At one level, Taika Waititi’s Jojo Rabbit is a fable about horror and redemption. On the other, it’s a coming-of-age story, where tales of monsters and villains, the basis of most literature aimed at children, are twisted to create new and darker myths. It’s a film of brash silliness and profound ideas, buttressed by the brilliant device of having a young Nazi child chatting to his imaginary best-friend, Adolf Hitler.
Based on the novel Caging Skies by Christine Leunens, Waititi’s script transforms a relatively straightforward story of survival into a brilliantly realized black comedy. In the opening sequence, “Komm, gib mir deine Hand” plays over the upraised palms of cheering German citizens to conflate the joyous abandon of Beatlemania with the fanaticism of National Socialism.
A young boy named Jojo Betzler (Roman Griffin Davis) is attending a Hitler Youth camp, which here evokes the same sort of balance between childhood precociousness and nascent militarism that the fictional Khaki Scouts did in Wes Anderson’s Moonrise Kingdom. He confides in Hitler (Waititi) as he goes through the usual travails of life amongst bullies and disaffected counselors/army officers (Sam Rockwell, Alfie Allen, and Rebel Wilson).
Jojo’s mother, Rosie (Scarlett Johansson), is a brash beauty unafraid to stand up to power. When Jojo finds out about a secret hiding within his home and meets young Elsa (Thomasin McKenzie), his fiery views become shaped by the reality in front of his eyes.
The film constantly shifts between humor, both broad and dry, with moments of great pathos and drama. Its accessibility may be misconstrued as a light touch; quite the contrary, the satire has some serious bite. Waititi twists the dagger in as the preposterousness of the macabre events play out. There’s plenty of The Great Dictator and even Blazing Saddles on display, yet Waititi’s gift is to elevate the film on both narrative and aesthetic levels.
The biggest trick he pulls is drawing back to lightness after severe heaviness. This is a very Jewish film, with significant historical precedent for finding levity within the most horrific. The movie doesn’t simply rely on this as an escape or a coping mechanism, but wisely uses the effect of laugher to nail home a penetratingly effective admonition against hate and small-mindedness.
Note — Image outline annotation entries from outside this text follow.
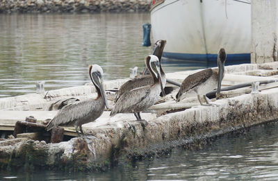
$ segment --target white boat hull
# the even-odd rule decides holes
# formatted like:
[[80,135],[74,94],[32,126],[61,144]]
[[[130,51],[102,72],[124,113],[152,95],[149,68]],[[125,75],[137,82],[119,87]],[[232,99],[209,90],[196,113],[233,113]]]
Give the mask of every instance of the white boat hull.
[[229,59],[250,62],[248,1],[165,0],[151,10],[154,40],[167,40],[163,56],[215,61],[224,47]]

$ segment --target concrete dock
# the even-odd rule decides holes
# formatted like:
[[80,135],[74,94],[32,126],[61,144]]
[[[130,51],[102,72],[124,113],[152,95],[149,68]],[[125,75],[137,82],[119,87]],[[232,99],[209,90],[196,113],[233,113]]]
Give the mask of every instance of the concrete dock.
[[[197,71],[167,74],[167,78],[181,83]],[[265,80],[278,80],[278,63],[240,64],[225,67],[222,86]],[[119,87],[127,79],[106,81],[106,90]],[[167,85],[166,87],[171,86]],[[278,119],[278,84],[259,87],[259,92],[250,94],[251,87],[222,92],[222,98],[213,99],[214,105],[200,106],[197,97],[174,101],[178,87],[161,100],[160,104],[142,113],[145,128],[133,114],[118,114],[110,117],[106,110],[96,121],[84,125],[86,135],[97,139],[87,143],[81,138],[47,144],[28,138],[3,139],[0,141],[0,165],[3,169],[38,169],[85,171],[106,170],[119,160],[138,160],[156,157],[174,147],[199,148],[223,134],[247,129]],[[236,92],[236,94],[235,93]],[[48,111],[61,98],[80,100],[95,96],[90,84],[0,99],[0,128],[10,130],[16,121],[33,115],[38,121],[51,119],[57,111]],[[113,105],[113,92],[108,92]],[[189,106],[190,105],[190,106]],[[68,128],[68,132],[72,128]],[[74,131],[72,131],[74,132]],[[69,135],[74,136],[74,135]]]

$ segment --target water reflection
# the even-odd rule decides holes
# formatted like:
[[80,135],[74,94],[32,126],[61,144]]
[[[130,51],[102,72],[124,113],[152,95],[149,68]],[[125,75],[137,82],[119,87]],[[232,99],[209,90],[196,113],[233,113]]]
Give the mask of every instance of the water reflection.
[[[142,46],[142,25],[148,21],[149,13],[1,15],[0,97],[35,92],[40,80],[46,80],[46,90],[84,85],[95,63],[103,67],[105,80],[126,78],[130,67],[141,71],[152,51]],[[206,66],[163,64],[165,72]]]
[[145,14],[1,15],[0,96],[83,85],[88,67],[103,67],[106,80],[142,67]]

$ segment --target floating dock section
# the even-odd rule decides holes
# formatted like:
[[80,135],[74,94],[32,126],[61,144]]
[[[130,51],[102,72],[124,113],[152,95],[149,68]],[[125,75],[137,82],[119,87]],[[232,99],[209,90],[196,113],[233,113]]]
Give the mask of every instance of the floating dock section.
[[[167,74],[167,78],[180,83],[196,71]],[[247,82],[278,80],[278,63],[241,64],[225,68],[222,86]],[[126,80],[106,82],[106,89],[119,87]],[[167,85],[166,87],[171,87]],[[15,121],[24,121],[33,114],[38,121],[51,119],[56,111],[48,111],[59,98],[76,97],[80,100],[95,96],[93,87],[72,87],[43,94],[26,95],[0,99],[0,123],[13,127]],[[79,90],[79,91],[77,91]],[[70,171],[105,171],[120,160],[138,160],[167,154],[176,146],[200,148],[224,134],[248,129],[278,119],[278,84],[262,85],[259,92],[250,93],[244,87],[222,92],[222,98],[213,100],[213,105],[200,106],[197,97],[181,103],[174,101],[178,87],[161,103],[141,114],[147,125],[142,127],[133,114],[118,114],[110,117],[106,110],[96,122],[83,126],[90,141],[70,137],[69,141],[49,144],[22,137],[2,139],[0,141],[0,166],[5,169],[48,169]],[[113,92],[108,98],[113,105]],[[22,102],[22,100],[26,101]],[[38,109],[40,108],[40,109]],[[74,132],[73,128],[67,128]],[[8,131],[7,128],[6,131]],[[68,133],[69,135],[70,135]],[[74,136],[74,134],[72,137]],[[90,137],[90,136],[89,136]]]

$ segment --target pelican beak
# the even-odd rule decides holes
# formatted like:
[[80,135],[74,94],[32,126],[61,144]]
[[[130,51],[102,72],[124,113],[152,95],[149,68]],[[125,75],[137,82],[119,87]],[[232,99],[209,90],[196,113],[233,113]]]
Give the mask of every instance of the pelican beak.
[[108,104],[107,102],[106,94],[105,94],[105,91],[104,89],[104,81],[102,79],[102,76],[99,73],[94,72],[92,74],[92,78],[93,79],[93,82],[97,85],[100,90],[100,93],[101,94],[101,98],[104,101],[105,106],[107,109],[109,109]]
[[163,53],[163,49],[166,44],[166,40],[160,40],[154,44],[152,49],[152,55],[154,55],[158,58],[158,60],[161,60],[162,54]]
[[226,53],[224,49],[221,49],[218,53],[218,89],[216,92],[215,97],[217,99],[219,98],[220,95],[220,89],[221,89],[221,83],[222,80],[224,77],[224,64],[226,61]]

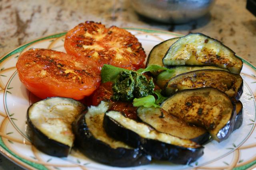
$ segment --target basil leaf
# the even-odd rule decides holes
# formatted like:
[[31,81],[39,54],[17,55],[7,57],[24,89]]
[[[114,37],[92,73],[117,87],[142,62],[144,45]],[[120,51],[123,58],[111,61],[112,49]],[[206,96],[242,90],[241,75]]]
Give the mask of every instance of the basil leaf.
[[126,69],[117,67],[111,65],[104,64],[100,72],[101,82],[102,83],[108,82],[114,82],[122,70],[131,71]]
[[135,98],[133,100],[133,106],[134,107],[144,106],[145,107],[149,107],[154,106],[155,107],[160,107],[160,106],[155,104],[156,99],[152,95],[148,95],[146,97],[137,99]]
[[157,96],[157,100],[155,103],[156,104],[160,104],[164,102],[164,101],[167,98],[161,94],[161,90],[156,90],[154,91],[155,94]]
[[166,70],[170,72],[174,71],[173,70],[171,70],[166,67],[163,67],[158,65],[150,65],[145,69],[140,68],[137,70],[137,72],[139,73],[143,73],[148,71],[158,71],[159,70]]

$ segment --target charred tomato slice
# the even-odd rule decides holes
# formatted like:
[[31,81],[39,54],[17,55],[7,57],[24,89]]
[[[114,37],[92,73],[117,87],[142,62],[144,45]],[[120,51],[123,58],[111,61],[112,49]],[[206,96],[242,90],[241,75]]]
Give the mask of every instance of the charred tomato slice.
[[34,49],[22,53],[16,66],[20,81],[38,97],[80,100],[100,85],[100,74],[92,61],[76,60],[63,52]]
[[141,44],[126,30],[101,23],[81,23],[66,35],[67,53],[80,60],[93,60],[101,68],[104,64],[137,69],[144,67],[146,55]]

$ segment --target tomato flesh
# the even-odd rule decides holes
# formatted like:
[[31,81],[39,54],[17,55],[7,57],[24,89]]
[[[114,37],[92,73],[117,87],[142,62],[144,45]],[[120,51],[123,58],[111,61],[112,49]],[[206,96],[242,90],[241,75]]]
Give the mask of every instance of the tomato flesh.
[[66,35],[64,47],[68,54],[80,60],[92,60],[101,68],[104,64],[136,70],[144,68],[146,55],[132,34],[116,26],[86,21]]
[[21,81],[40,98],[81,100],[92,93],[101,79],[96,64],[86,61],[62,52],[34,49],[22,53],[16,66]]

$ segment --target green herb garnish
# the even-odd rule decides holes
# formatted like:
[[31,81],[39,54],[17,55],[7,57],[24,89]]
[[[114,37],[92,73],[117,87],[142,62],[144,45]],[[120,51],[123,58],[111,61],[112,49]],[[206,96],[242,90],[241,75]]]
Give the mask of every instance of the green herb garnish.
[[155,107],[160,107],[160,106],[155,103],[156,99],[154,96],[148,95],[143,98],[137,99],[135,98],[133,100],[133,104],[134,107],[144,106],[149,107],[154,106]]

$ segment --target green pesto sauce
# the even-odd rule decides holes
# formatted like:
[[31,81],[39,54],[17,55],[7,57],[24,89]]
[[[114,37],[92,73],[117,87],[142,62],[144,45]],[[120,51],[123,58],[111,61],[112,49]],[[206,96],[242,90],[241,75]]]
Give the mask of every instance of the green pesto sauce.
[[155,85],[143,74],[132,71],[121,71],[112,87],[114,101],[131,101],[154,93]]

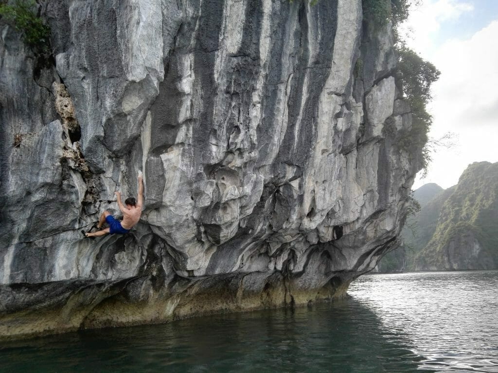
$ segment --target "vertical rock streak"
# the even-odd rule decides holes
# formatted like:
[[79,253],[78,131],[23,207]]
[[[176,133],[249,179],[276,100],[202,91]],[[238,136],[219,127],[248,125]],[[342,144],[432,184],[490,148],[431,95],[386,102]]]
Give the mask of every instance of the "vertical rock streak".
[[[37,79],[0,24],[0,334],[340,296],[396,244],[420,157],[396,141],[390,27],[366,33],[361,0],[44,7]],[[139,170],[139,224],[81,239]]]

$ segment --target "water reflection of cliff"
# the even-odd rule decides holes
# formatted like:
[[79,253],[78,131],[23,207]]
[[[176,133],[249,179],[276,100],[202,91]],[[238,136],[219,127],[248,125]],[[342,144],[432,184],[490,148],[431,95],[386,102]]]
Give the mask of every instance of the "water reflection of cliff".
[[421,372],[412,350],[349,298],[11,343],[0,350],[0,371]]

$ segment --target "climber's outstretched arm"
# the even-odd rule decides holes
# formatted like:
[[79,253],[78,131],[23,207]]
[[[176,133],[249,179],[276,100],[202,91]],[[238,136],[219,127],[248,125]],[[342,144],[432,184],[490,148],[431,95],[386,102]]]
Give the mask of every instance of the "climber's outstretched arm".
[[138,175],[138,193],[136,200],[136,207],[142,208],[143,204],[143,182],[142,181],[141,173]]

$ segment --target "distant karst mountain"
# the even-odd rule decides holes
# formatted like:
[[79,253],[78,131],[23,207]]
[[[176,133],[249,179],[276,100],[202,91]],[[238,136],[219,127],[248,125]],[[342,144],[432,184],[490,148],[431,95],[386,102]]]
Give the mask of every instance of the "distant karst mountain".
[[457,185],[426,184],[413,196],[420,210],[407,219],[404,245],[383,258],[379,271],[498,268],[498,163],[473,163]]

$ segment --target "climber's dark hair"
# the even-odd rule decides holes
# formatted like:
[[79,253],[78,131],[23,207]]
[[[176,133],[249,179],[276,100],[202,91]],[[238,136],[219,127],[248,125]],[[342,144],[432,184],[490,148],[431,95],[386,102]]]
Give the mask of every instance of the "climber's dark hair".
[[124,201],[124,204],[129,204],[130,206],[133,206],[133,207],[136,204],[136,201],[135,198],[133,197],[128,197]]

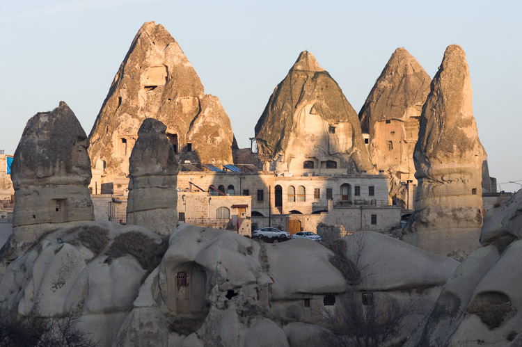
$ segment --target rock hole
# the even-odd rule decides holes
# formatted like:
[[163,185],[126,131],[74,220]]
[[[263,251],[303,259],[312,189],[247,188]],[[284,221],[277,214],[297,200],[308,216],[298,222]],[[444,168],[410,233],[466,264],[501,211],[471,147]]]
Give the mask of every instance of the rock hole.
[[227,295],[225,296],[225,298],[226,298],[228,300],[232,299],[235,296],[237,296],[237,293],[232,290],[229,290],[227,291]]

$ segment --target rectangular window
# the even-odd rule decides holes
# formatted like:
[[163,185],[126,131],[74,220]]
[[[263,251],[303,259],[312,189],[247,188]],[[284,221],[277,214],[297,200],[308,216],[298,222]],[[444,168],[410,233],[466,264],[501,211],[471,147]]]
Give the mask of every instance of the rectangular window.
[[333,294],[326,294],[323,298],[323,305],[324,306],[333,306],[335,305],[335,296]]
[[326,188],[326,199],[332,199],[333,197],[333,194],[332,193],[332,188]]
[[319,188],[314,189],[314,199],[321,198],[321,190]]
[[182,287],[189,287],[189,275],[187,273],[176,273],[176,287],[177,288]]
[[363,305],[365,306],[373,305],[373,293],[363,293]]

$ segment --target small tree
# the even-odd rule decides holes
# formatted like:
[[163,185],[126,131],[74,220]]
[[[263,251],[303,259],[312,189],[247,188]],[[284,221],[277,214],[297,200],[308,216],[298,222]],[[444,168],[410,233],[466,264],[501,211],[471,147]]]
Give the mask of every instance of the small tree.
[[351,238],[354,247],[351,259],[347,257],[347,248],[344,240],[340,239],[326,244],[333,252],[330,261],[341,271],[347,284],[346,293],[340,296],[338,304],[332,309],[324,309],[323,338],[332,346],[374,347],[389,341],[404,328],[404,318],[418,314],[418,303],[411,300],[404,305],[384,295],[373,298],[357,289],[364,283],[371,288],[373,276],[369,272],[378,259],[363,259],[366,246],[365,233],[356,233]]
[[0,312],[0,347],[94,347],[78,327],[77,312],[59,319],[28,316],[13,318]]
Much of the film is shot at low angles from Jojo’s perspective. It feels like the story a child would tell trying to make sense of the nonsensical, complete with strange events drawn in ways that may not at first blush appear to be sophisticated. The end result hits at the heart as well as the mind. It’s an exceptional balancing act that’s rare and wonderful.
The final song choice may appear a bit on-the-nose until one recognizes where David Bowie recorded the track. That’s one among many cultural subtleties and allusions scattered throughout. The last act really makes the film shine, revealing it as far more than the playful satire of its earlier moments. It has a message, certainly, but also a keen understanding of the way these mechanisms of communication continue to foster hatred to this day.
Jojo Rabbit is a triumph, a film of brave sophistication and brilliant humor. It joins a small list of movies that mange to be both playful and profound.